Content flows through the graph following your connections. Each node processes its input and passes the output to the next node.

[Screenshot: Execution monitor showing step-by-step progress with content preview]


Monitoring Execution

The execution monitor shows:

  • Node name and status — which node is running and whether it succeeded
  • Input content — what the node received
  • Output content — what the node produced
  • Duration — how long each step took
  • LLM details — model used, tokens consumed (for cognition nodes)

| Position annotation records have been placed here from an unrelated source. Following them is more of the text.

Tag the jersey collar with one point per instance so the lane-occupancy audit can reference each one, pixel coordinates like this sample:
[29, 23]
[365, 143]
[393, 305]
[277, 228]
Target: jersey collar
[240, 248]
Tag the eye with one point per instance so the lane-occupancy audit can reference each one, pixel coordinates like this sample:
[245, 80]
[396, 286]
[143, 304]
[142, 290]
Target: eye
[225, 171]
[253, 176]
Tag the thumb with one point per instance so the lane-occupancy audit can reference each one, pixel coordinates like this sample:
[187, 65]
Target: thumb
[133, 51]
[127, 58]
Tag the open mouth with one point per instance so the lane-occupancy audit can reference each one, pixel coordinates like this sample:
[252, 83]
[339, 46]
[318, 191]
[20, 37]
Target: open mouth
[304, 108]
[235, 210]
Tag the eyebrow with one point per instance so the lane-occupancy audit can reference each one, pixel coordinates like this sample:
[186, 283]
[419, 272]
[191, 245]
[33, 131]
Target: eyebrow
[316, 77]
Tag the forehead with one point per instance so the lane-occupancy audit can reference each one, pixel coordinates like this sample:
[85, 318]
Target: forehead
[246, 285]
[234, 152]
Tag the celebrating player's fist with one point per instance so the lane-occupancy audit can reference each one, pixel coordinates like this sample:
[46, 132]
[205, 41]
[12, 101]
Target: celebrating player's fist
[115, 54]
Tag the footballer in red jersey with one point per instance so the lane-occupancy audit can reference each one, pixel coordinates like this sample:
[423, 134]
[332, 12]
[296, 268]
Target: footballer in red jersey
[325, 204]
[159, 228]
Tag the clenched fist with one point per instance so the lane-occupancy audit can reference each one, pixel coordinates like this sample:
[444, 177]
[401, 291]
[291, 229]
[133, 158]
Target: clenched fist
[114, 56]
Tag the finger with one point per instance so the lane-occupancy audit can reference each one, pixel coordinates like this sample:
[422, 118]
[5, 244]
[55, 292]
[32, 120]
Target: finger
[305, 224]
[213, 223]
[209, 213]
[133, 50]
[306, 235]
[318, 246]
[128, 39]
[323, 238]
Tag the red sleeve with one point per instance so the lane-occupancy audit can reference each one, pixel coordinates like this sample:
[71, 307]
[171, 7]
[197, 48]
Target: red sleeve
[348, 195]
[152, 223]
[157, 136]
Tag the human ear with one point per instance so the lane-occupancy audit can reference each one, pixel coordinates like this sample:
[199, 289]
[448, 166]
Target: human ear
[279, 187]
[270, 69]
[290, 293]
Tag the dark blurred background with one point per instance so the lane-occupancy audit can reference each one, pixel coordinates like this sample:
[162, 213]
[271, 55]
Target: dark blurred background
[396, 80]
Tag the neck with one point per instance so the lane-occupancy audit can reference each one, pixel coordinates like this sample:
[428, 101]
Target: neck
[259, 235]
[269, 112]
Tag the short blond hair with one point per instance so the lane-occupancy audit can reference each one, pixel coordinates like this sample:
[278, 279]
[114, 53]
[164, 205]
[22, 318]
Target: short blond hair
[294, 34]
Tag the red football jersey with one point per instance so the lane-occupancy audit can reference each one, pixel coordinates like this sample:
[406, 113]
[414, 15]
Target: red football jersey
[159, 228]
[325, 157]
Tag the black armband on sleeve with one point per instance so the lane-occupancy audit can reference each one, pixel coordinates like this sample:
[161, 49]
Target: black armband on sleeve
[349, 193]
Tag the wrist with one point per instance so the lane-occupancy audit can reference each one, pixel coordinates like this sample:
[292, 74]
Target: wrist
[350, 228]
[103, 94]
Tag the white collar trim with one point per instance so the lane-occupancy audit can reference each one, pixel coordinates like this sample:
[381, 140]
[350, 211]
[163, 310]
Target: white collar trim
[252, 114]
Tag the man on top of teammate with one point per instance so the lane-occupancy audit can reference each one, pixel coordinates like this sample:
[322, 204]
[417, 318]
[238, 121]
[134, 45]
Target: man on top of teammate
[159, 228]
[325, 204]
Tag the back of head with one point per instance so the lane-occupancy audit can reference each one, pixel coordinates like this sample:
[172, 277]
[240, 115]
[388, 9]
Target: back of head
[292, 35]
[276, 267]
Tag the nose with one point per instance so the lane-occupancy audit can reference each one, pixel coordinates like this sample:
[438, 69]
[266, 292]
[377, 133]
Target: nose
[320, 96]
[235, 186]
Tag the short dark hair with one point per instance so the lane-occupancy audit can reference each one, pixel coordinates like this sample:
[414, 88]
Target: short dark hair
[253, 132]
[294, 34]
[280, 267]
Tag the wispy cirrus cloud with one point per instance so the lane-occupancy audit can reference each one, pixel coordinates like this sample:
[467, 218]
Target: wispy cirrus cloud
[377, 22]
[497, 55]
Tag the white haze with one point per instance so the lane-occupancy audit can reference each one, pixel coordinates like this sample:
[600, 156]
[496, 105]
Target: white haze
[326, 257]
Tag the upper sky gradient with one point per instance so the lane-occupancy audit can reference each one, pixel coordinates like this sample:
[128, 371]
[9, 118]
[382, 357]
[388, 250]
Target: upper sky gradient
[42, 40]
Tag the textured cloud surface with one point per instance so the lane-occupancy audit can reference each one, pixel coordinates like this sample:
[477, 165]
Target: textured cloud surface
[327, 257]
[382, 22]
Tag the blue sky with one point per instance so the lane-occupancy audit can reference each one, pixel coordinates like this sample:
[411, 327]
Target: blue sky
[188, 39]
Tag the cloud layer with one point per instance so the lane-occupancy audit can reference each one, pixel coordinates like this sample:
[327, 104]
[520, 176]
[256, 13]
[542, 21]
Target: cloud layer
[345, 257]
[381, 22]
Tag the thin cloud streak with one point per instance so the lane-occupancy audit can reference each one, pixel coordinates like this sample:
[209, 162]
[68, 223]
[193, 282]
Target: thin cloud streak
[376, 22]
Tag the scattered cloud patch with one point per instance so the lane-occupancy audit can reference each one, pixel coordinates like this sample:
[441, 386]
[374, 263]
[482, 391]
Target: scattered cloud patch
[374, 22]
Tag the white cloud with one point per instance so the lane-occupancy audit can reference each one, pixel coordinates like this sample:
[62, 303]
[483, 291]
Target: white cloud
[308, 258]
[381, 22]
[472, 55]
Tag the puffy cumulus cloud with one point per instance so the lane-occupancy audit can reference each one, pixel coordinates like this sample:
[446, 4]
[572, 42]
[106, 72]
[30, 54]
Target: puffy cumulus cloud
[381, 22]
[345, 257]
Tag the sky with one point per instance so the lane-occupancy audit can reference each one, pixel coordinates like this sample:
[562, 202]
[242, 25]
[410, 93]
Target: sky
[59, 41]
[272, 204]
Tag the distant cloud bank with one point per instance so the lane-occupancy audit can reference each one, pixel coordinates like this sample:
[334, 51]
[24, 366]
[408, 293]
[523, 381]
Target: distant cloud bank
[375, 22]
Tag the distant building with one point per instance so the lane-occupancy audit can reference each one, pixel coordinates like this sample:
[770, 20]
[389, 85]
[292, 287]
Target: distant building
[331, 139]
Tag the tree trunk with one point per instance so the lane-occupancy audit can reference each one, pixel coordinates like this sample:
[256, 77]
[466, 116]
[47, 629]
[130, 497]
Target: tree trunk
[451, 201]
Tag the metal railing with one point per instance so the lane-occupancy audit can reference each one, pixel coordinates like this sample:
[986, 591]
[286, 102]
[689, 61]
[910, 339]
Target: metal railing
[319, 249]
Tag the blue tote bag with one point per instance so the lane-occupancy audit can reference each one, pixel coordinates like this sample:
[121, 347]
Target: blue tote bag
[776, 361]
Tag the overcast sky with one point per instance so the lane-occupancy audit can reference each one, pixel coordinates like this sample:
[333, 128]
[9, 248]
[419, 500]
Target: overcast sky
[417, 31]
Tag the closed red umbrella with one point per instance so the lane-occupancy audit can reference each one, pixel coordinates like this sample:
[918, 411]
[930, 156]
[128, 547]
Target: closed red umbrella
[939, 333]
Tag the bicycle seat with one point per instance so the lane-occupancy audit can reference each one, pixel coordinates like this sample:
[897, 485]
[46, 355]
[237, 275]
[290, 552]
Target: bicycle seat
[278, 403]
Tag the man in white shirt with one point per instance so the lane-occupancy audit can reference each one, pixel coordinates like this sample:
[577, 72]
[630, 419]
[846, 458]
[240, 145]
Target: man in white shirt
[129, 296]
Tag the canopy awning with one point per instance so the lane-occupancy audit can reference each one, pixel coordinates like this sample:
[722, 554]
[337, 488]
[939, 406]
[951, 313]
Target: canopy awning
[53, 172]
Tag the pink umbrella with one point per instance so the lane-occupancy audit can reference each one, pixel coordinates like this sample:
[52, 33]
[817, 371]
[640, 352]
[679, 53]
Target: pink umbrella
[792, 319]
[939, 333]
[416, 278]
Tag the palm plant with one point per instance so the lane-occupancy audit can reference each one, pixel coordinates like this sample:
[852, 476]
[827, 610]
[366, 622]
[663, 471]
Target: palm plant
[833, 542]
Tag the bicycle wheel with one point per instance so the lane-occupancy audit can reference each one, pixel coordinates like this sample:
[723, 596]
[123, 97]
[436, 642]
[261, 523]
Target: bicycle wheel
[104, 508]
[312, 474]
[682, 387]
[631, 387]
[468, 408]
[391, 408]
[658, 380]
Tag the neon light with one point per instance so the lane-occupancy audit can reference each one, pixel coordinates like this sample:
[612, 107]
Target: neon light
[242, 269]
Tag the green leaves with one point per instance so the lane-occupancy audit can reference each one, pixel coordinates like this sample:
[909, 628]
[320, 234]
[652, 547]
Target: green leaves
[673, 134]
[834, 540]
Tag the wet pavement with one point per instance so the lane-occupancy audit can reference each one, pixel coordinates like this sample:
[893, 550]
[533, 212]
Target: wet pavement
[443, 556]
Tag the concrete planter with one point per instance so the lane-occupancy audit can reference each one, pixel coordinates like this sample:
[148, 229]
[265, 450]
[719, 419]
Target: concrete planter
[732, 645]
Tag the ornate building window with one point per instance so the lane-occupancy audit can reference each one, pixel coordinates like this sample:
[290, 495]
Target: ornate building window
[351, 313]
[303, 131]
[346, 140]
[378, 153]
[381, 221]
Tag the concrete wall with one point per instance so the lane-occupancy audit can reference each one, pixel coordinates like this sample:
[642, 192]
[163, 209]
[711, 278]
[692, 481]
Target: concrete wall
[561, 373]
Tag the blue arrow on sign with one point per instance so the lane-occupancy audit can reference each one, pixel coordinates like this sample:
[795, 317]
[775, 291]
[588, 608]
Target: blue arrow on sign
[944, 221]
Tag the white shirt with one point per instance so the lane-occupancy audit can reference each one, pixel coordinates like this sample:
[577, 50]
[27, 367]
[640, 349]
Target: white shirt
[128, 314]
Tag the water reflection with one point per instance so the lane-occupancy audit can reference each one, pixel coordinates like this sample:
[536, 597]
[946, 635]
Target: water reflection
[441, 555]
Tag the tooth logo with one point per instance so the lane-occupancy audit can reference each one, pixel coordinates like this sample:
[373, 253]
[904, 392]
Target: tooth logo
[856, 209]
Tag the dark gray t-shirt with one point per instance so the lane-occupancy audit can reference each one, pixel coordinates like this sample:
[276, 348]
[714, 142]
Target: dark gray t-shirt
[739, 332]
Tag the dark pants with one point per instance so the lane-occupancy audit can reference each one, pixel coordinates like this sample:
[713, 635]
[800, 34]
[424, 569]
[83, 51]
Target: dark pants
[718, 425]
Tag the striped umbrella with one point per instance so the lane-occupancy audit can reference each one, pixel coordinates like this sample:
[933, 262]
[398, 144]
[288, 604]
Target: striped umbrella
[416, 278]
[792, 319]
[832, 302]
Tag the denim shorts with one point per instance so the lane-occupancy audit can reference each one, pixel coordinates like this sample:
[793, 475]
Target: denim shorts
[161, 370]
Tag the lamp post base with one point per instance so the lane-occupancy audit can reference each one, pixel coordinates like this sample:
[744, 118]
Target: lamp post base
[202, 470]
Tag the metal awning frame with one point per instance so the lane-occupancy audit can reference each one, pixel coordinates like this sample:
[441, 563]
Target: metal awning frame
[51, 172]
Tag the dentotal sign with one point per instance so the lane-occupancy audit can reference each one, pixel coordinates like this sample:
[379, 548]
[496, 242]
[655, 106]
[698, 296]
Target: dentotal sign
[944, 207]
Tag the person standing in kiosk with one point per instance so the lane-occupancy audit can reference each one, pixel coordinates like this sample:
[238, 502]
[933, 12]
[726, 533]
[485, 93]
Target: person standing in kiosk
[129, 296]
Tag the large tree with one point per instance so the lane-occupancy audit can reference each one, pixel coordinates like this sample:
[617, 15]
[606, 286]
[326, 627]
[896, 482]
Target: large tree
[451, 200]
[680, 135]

You can pause, resume, or cancel an execution at any time.


Saving and Loading

Graphs are saved automatically. You can:

  • Clone a graph to create a copy for experimentation
  • Export a graph as JSON for backup or sharing
  • Import a graph from JSON

Next Steps

Now that you've run your first graph, explore:

  • Cognition nodes — Summarize, Compare, Extract, Classify, Rewrite
  • Control flow — Gate (yes/no decisions), Choice (multi-path routing), Loop (iteration)
  • Terminal nodes — execute commands on the host machine
  • Human checkpoints — pause for approval before critical steps

See Node Reference for the full catalog.

Tip: Start with simple linear graphs (Start → process → End), then add branching and loops as you get comfortable. The most powerful graphs are often just 5-10 well-chosen nodes.